Wednesday, December 1, 2010

The Miracle of the Oil

Tonight, Jews across the world will light their menorahs/hanukiot to celebrate the festival of lights - Chanukah/Hanukkah.  The holiday of Chanukah commemorates the rededication of the Holy Temple in Jerusalem after it was defiled by the Syrian-Greeks.   Besides lighting 9-branched menorahs, we partake in fried foods, specifically potato pancakes called latkes or levivot, and jelly donuts called sufganiot.  In this way our arteries and waist bands will remember that when the High Priest in the temple lit the 7-branched menorah with the only kosher oil that could be found - enough for only one night - a great miracle occurred and the oil lasted long enough for fresh olive oil to be processed... eight nights.  I've reviewed the laws of Chanukah, where it discusses when we light the menorah and what materials are appropriate of lighting (like olive oil and cotton wicks.)  However, I didn't see any mention of consuming enough fat during eight days to last us eight months.

Now, I like to think of myself as an optimist, but when it comes to the environment and junk food, I'm a real kill joy.  Thinking of having a balloon releasing event?  Don't forget about the sea turtles and other wildlife chocking on your balloons when they deflate and fall.  And a holiday is no excuse to bombard my kids with candy to rot their teeth.  So in the interest of our bodies, I'd like to share a few ways to showcase oil without the mess and detrimental health effects of deep fried food.  If you do want to enjoy the traditional Chanukah foods, I recommend getting frozen latkes that you put in the oven so the frying doesn't smell up your home for a week.  Enjoy them with natural (no sugar added) apple sauce by the glow of the candles.  For sufganiot, go to a bakery and buy no more than 1 donut per person for the week.  Enjoy!

Baked "Celery Root" (Celeric) Sweet Potato Pancakes
1. Peel and grate celery root(s) and sweet potatoes, then drain liquid.
2. Mix with egg(s), seasonings, and a little olive oil.  You could also add fresh parsley, green onions, etc.
3. Brush baking sheet or pan generously with oil.
4. Plop mounds of the mixture on the baking sheet. (If it is too loose add flour.)
5. Bake until they take on color.

Israeli Salad
No joke.  Why not let salad be the base for our oil?  Israeli salad is based on chopped cucumbers and tomatoes, generally lightly dressed with olive oil, lemon juice, salt and pepper.  You could also add chopped parsley, green or red onions, bell pepper, and other seasonings, like za'atar.

This is a dip I used to enjoy at Chabad House of Pittsburgh.  A good garlic press is very helpful.  Press or smash and finely chop raw garlic.  Add fresh or dried chopped parsley, good olive oil and salt.  This is better if you do it ahead of time and let it sit a bit.  Then enjoy with good bread.

Za'atar and Olive Oil 
In Israel different spice shops and companies have their own mixes for za'atar.

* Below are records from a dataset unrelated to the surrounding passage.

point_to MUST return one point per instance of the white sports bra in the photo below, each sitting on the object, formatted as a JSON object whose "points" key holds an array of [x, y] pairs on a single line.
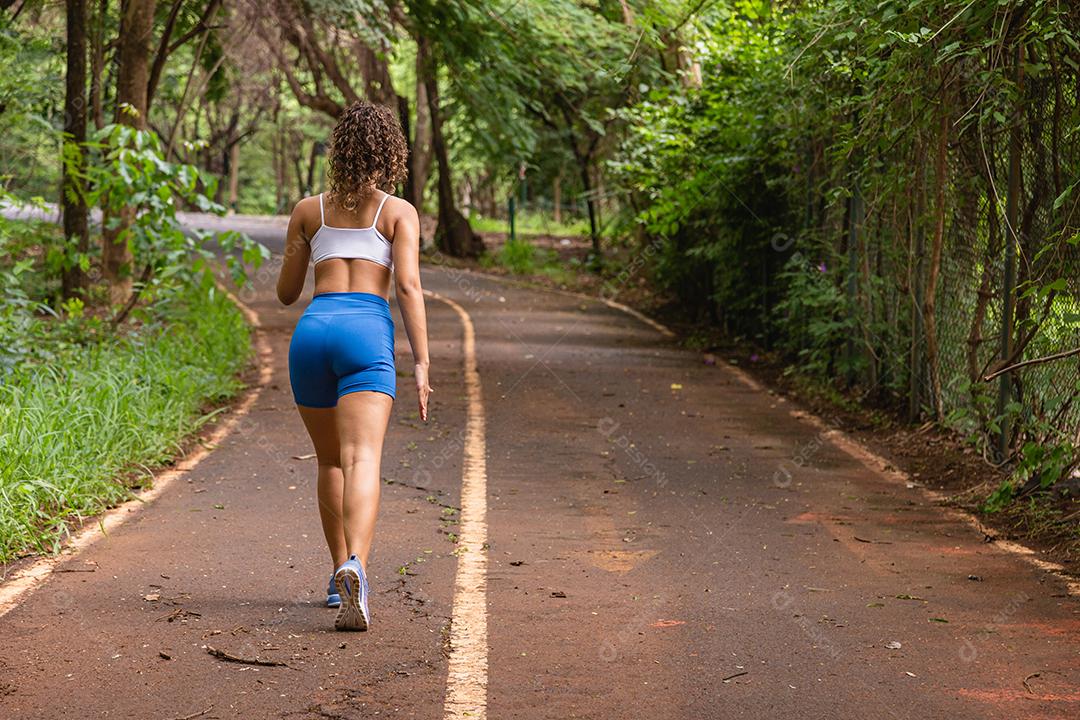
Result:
{"points": [[352, 243]]}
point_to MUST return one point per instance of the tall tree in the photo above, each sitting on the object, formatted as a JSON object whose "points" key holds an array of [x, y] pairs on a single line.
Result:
{"points": [[73, 200], [454, 234], [133, 71]]}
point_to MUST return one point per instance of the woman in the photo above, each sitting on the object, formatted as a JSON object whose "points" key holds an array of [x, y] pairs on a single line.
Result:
{"points": [[341, 356]]}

If you live outside Israel, you may be able to find it from one of the three or so Israeli spice companies that export.  Look near kosher or Middle Eastern foods.  You can make it yourself, I think the following ingredient ratios are for a Lebanese style za'atar  I think the Israeli version has more marjoram, less sumac, some dill, and olive oil.
1/4 cup sumac
2 tablespoons thyme
1 tablespoon sesame seeds
2 tablespoons marjoram
2 tablespoons oregano
1 teaspoon salt
You may roast or crush the sesame seeds.  I guess that's a personal preference.   Mix za'atar mix with good extra virgin olive oil and enjoy with bread.  I also like the make a valley in a mound of hummus to hold my olive oil and za'atar, which I then eat with fresh pita.

Pita Chips
I don't believe the previous paragraph was my first mention of "fresh pita" on this blog.  Since moving to Israel we've become pita snobs.  Once it's approaching 48 hours old, it's just not the same.  By day three, if it's still in our bread box I make pita chips.  Preferably whole wheat pita chips.

1. Cut each pita into 6 pieces like a pie and split the two layers of the "pocket" with a knife or your fingers.
2. Brush or spray both sides with olive oil and spread on a baking sheet.
3. Leave plain or sprinkle with salt, garlic powder, or my favorite, za'atar!
4. Toast on high for about 5 minutes.  Don't walk away.  Pull them out when a couple start to brown.

Happy Chanukah!

This post is featured in Real Food Digest | Real Food Holidays – Hanukkah.

1 comment:

  1. Those are great ideas. Zaatar is an herb, by the way, translated hyssop. It's hard to find and is protected.
    Love the photo of the celery root.